The nice thing about ResNets are the residual blocks - these form very clear levels for the encoder and decoder of our U-Net to interface with. This is made even more clear in the implementation of the ResNet network - the variables self.layer1 to self.layer4 comprise these levels, and self.layer0 comprises the initial input encoding for the ResNet (generally going from the standard 3 channels of input from the image to 64 channels, i.e. 64 filters).

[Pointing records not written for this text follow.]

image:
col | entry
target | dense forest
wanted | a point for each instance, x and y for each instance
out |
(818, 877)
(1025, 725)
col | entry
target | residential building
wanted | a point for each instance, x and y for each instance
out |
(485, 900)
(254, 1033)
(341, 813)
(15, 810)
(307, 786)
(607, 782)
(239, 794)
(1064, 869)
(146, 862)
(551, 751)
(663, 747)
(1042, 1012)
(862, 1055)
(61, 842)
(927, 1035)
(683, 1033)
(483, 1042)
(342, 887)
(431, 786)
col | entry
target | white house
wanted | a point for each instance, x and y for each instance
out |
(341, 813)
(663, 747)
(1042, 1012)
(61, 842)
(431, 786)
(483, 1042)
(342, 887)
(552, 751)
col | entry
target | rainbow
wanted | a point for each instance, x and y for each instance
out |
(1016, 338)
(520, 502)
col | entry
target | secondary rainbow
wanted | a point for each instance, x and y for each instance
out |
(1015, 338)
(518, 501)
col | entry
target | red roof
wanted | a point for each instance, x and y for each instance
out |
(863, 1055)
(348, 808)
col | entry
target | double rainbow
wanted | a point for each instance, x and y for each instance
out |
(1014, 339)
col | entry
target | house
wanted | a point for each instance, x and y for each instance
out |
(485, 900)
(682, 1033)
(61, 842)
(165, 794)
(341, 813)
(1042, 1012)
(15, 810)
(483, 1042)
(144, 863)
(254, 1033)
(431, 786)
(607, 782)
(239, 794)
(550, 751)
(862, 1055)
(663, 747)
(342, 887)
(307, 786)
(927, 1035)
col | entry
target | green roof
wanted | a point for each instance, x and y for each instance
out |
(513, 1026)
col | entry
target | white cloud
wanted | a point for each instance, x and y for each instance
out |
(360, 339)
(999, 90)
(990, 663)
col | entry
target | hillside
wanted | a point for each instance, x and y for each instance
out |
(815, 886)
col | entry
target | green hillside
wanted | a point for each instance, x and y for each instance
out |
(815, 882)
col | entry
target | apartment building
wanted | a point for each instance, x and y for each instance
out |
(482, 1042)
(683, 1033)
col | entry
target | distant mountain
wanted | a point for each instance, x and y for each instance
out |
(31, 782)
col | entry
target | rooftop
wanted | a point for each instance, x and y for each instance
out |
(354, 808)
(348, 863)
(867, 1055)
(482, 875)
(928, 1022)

The implementation is modified slightly from the original PyTorch version. Specifically:

We don't need the last FC layer, as we'll have something different for connecting to the decoder
We encompass the input encoding for the network (self.conv1 to self.bn1 to self.relu) in self.layer0 for clarity in the forward function

#collapse_show
class ResNetEncoder(nn.Module):
    def __init__(self, block, layers, num_classes=1000):
        super(ResNetEncoder, self).__init__()
        self.inplanes = 64
        self.conv1 = nn.Conv2d(3, 64, kernel_size=7, stride=2, padding=3,
                               bias=False)
        self.bn1 = nn.BatchNorm2d(64)
        self.relu = nn.ReLU(inplace=True)
        self.maxpool = nn.MaxPool2d(kernel_size=3, stride=2, padding=1)
        self.layer0 = nn.Sequential(self.conv1, self.bn1, self.relu)
        self.layer1 = nn.Sequential(self.maxpool, self._make_layer(block, 64, layers[0]))
        self.layer2 = self._make_layer(block, 128, layers[1], stride=2)
        self.layer3 = self._make_layer(block, 256, layers[2], stride=2)
        self.layer4 = self._make_layer(block, 512, layers[3], stride=2)
        self.out_dim = 512 * block.expansion

        for m in self.modules():
            if isinstance(m, nn.Conv2d):
                nn.init.kaiming_normal_(m.weight, mode='fan_out', nonlinearity='relu')
            elif isinstance(m, nn.BatchNorm2d):
                nn.init.constant_(m.weight, 1)
                nn.init.constant_(m.bias, 0)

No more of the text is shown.